Here's where the $\lambda$ term comes in. The way the HP filter works is that you can set $\lambda$ really small and basically reproduce the curviness of the data; set $\lambda$ really high and fit a more or less straight line; or set it somewhere in between. The rule of thumb that Hodrick and Prescott established is setting $\lambda = 1,600$ for quarterly data and a larger value for higher frequency data.

Williamson is right that Krugman is using a relatively small value for $\lambda$, as the trend in his graph is rather curvy (though that wouldn't really affect the substance of his point). But what do we really know about $\lambda$? An interesting paper from outside the field of ecnonometrics (it was written by two statisticians, Robert L. Paige and A. Alexandre Trindade) suggests, maybe not that much.

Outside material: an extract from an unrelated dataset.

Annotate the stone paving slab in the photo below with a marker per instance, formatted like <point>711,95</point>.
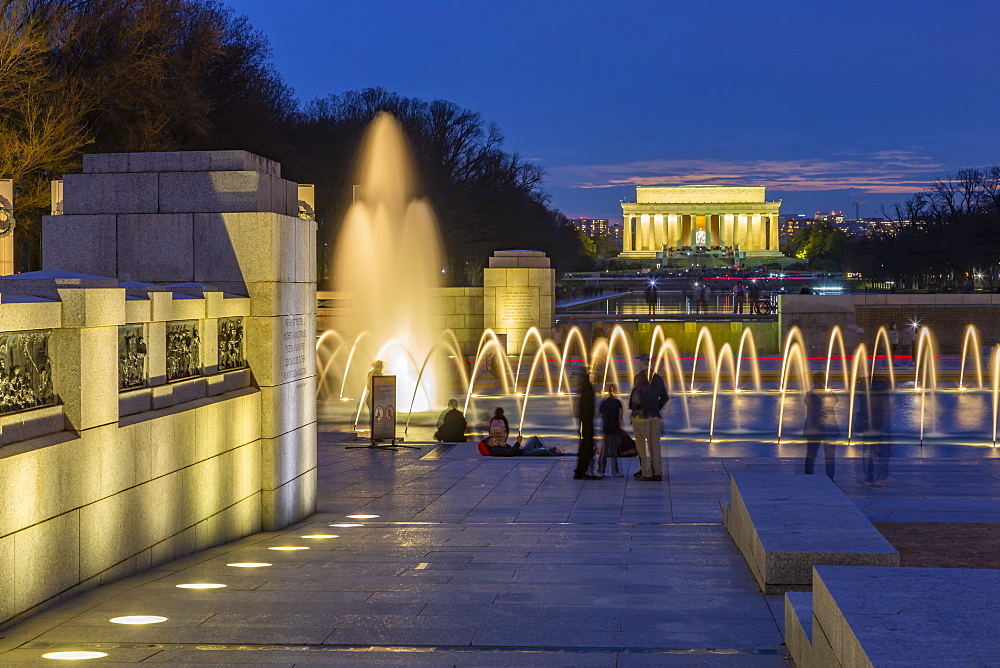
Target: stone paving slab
<point>480,561</point>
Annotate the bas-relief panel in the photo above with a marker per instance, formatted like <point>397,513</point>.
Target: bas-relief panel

Paige and Trindade show that the HP filter is really just a special case of a larger class of data-smoothing methods called "splines." While splines have similar parameters to $\lambda$, they are chosen optimally, rather than by rule of thumb. Specifically, spline-fitting algorithms select a value for $\lambda$ based on how well the smoothed function fits the data. The authors show that fitting an optimal value for $\lambda$ has a substantive impact on the resulting trend estimates, which may have important consequences for economic analysis. Ultimately, while the HP filter has a role to play in economic research and policymaking, consumers of research should maintain a health skepticism toward the tool.